Job Network was revised and reshaped several times to overcome some perverse incentives – largely around creaming and parking – yet the promised focus on user choice and personalisation remained unfulfilled throughout Job Network’s 10 year life. Looking at why this was the case raises some questions for the FND model and offers some insights into lessons to be learnt from Australia’s example. 

In the Job Network model, several providers operated in each district and clients nominated their preferred provider at their initial assessment with the government agency Centrelink. In large part the lack of genuine user choice in Job Network was due to a systemic failure to provide service users with sufficient detailed information to make an informed decision.

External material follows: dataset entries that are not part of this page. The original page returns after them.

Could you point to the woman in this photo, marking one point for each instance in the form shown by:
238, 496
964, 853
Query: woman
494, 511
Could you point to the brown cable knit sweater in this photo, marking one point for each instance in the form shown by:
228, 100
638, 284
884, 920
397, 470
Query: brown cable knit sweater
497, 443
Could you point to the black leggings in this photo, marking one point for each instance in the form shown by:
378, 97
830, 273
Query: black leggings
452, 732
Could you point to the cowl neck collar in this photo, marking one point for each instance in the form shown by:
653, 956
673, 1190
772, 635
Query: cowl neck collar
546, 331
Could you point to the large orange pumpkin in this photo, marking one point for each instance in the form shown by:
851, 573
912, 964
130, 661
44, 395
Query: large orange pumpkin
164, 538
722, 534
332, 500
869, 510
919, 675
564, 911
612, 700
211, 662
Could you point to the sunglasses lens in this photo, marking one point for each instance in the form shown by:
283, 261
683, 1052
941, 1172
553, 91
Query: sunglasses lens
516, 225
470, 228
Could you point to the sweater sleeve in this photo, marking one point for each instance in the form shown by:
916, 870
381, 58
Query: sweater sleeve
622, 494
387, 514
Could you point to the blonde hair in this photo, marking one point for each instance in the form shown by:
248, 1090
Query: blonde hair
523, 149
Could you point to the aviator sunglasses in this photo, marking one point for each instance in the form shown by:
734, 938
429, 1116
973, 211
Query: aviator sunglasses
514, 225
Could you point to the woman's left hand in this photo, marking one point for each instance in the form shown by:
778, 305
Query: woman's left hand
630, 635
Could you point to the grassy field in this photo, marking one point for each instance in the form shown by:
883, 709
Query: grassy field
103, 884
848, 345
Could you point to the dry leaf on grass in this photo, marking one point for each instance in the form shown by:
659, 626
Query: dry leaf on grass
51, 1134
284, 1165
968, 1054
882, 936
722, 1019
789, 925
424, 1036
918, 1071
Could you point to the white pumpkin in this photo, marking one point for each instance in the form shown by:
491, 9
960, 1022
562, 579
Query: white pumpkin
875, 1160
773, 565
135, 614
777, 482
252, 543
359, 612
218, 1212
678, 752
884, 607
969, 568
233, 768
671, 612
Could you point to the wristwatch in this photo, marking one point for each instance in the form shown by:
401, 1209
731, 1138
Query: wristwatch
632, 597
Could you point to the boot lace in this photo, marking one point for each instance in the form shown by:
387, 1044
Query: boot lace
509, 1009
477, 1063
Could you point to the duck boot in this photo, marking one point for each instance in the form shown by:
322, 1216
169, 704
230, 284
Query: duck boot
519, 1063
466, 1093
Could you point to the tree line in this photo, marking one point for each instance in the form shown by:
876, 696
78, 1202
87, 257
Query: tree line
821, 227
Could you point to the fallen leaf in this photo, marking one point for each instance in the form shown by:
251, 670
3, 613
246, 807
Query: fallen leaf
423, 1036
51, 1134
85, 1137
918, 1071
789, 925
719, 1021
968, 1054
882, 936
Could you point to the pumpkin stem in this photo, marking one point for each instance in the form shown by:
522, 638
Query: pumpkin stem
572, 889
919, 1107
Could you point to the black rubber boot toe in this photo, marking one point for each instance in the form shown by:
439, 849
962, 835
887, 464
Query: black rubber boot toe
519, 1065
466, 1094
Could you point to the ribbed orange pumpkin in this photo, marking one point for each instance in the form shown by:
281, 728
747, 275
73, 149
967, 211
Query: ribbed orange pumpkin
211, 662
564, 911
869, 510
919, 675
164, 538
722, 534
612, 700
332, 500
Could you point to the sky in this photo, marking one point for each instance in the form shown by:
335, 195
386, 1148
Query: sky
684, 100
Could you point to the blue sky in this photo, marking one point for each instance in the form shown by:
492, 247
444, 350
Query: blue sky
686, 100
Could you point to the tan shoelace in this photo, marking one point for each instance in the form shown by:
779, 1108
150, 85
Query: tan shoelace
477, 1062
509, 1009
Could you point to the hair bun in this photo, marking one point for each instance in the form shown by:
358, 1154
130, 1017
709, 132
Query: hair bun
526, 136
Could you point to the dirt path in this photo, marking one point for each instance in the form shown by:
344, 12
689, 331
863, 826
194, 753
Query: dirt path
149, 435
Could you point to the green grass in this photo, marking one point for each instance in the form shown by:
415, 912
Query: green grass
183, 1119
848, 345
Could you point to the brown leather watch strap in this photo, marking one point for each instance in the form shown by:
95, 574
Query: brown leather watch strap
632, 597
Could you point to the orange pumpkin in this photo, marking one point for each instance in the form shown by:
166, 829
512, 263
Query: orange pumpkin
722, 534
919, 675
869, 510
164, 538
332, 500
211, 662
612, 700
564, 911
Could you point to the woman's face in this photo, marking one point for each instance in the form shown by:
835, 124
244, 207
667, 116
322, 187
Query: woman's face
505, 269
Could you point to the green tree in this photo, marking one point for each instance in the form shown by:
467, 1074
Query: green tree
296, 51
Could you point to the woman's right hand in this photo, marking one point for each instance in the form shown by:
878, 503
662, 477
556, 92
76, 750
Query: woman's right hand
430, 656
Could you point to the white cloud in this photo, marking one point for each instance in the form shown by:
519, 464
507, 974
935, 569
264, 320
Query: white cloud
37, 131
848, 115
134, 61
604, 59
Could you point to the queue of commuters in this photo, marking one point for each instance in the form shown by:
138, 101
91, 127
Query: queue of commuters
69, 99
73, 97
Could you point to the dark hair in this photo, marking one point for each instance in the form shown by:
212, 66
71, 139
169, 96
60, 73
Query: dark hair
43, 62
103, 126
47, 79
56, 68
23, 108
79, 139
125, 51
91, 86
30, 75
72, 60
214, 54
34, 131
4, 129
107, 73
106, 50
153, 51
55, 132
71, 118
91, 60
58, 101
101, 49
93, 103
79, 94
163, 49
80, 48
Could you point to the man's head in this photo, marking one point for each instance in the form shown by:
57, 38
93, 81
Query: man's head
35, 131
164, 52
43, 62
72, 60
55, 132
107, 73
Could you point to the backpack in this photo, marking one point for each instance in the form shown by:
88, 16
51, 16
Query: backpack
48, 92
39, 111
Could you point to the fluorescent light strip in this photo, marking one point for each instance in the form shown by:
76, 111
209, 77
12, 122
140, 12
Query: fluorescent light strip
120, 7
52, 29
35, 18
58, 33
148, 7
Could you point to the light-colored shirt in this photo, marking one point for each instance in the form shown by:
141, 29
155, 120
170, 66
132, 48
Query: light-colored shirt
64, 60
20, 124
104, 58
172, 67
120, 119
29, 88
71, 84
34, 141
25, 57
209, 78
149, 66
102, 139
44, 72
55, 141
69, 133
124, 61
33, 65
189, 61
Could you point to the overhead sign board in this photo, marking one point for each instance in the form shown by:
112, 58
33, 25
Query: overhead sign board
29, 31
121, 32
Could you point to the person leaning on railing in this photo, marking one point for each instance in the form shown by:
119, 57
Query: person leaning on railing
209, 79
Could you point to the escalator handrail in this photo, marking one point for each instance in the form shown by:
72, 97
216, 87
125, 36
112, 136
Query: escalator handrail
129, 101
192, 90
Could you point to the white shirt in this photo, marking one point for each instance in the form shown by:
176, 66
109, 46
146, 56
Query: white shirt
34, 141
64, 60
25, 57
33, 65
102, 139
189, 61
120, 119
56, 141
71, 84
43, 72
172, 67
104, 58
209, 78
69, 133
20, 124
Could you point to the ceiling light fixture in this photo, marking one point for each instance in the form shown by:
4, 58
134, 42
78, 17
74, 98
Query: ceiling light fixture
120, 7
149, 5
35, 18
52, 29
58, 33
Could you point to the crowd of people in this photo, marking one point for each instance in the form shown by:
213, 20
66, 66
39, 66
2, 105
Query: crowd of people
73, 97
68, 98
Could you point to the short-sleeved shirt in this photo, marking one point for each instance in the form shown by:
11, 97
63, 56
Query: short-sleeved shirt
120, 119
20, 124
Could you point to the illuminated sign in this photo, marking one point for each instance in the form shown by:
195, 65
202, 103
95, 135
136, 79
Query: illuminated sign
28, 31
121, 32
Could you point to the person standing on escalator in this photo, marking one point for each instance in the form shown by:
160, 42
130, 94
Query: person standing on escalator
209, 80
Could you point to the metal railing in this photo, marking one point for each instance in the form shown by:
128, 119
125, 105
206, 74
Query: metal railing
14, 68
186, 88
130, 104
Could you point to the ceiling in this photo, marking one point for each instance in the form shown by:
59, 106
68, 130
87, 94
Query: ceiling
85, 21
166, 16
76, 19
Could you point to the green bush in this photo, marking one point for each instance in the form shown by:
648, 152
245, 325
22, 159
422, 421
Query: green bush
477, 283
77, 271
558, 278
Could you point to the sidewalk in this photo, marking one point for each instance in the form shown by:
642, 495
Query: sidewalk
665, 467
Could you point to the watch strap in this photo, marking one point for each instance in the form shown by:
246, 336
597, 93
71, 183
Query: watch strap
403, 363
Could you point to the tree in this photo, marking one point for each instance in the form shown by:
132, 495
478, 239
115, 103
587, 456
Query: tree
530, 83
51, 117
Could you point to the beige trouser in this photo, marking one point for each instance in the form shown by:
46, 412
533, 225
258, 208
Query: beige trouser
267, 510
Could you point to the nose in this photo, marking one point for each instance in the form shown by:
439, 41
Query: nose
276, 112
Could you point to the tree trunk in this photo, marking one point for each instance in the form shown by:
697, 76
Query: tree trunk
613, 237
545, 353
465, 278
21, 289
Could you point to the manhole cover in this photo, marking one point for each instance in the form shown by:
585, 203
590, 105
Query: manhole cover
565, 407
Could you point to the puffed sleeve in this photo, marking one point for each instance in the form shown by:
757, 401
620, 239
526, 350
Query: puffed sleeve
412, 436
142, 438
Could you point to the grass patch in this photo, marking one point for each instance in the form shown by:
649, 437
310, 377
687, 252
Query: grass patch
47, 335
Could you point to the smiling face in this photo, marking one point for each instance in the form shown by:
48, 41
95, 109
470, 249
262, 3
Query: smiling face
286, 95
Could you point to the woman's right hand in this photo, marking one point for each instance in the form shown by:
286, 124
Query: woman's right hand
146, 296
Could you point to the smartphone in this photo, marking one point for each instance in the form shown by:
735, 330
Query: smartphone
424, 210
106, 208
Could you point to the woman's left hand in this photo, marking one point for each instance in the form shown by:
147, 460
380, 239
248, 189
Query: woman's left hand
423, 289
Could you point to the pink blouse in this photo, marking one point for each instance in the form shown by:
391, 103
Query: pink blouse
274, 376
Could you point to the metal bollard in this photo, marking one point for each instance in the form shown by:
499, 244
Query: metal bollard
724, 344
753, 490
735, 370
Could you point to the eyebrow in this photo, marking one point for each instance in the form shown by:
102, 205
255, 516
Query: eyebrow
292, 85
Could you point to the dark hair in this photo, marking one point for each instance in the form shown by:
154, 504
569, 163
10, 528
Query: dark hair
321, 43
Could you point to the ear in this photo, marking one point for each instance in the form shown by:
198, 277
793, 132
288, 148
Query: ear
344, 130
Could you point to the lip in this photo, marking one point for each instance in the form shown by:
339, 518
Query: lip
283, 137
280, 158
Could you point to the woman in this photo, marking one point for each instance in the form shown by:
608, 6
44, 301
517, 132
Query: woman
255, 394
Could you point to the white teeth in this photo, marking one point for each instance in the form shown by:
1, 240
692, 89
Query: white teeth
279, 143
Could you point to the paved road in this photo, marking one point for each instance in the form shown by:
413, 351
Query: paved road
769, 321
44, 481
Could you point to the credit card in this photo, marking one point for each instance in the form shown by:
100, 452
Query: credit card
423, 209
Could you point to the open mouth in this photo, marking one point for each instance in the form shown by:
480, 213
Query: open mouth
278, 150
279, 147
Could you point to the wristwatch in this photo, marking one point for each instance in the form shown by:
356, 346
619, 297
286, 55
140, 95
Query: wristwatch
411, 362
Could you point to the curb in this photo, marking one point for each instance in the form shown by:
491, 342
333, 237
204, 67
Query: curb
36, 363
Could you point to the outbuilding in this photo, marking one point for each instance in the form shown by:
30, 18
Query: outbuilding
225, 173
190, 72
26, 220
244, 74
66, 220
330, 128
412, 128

“A sheet of providers’ names with street address and generic description of services is insufficient to make an informed choice”. (ref.)
National Employment Services Association

An early evaluation of the Network found that only a ‘tiny minority of job seekers self select and that Centrelink automatically refers the giant majority of job seekers to Job Network providers on a random basis’. (ref.) A National Audit Office report found that information for job seekers was:

“variable, often poor, and did not meet minimum requirements… information seminars were not conducted prior to the job seeker making a choice of their [provider], and some job seekers did not attend a seminar at all”.

And the situation did not improve over time. Last year the Australian Council of Social Service commented that “information is not systematically provided to jobseekers about the services and performance of local providers, and there is little time for them to choose a provider after they claim income support”. (ref.)

The star rating system was meant to help service users choose their provider. Commentary suggests, however, that star ratings were used as a device for contract renewal, rather than as a measure to assist job seekers make choices between competing providers in their local area.

In response to these and other criticisms, the new Labour Government reviewed Job Network last year. One of the key issues that the review aimed to tackle was that:

“Job seekers can only choose their provider upon initial registration, a point in time that they may have little or no information about the provider. The current system imposes restrictions on the ability to change employment service providers after that time”. (ref.)

In the FND model, client choice will be possible from 2010 in ten of the 14 areas – those served by two prime contractors – and market share can be reallocated to accommodate that choice. Learning from the Australian experience, this immediately raises the issue of how to ensure JCP advisors provide sufficient information of sufficient detail to allow clients to make an informed and positive choice. Pathways to Work and Employment Zones incorporated elements of client choice and could provide important lessons on provision of information in a UK-based employment context.

However, there is still the question of individual choice of sub-contractor. Given that some primes may not directly deliver services at all, it is important that the day to day relationship between clients and sub-contractors is the right fit for the individual.

This raises the third key lesson from Australia. The development of a star ratings system that is sensitive to customer feedback all the way down the sub-contracting chain will be an important element in clients being empowered to make an informed and positive choice.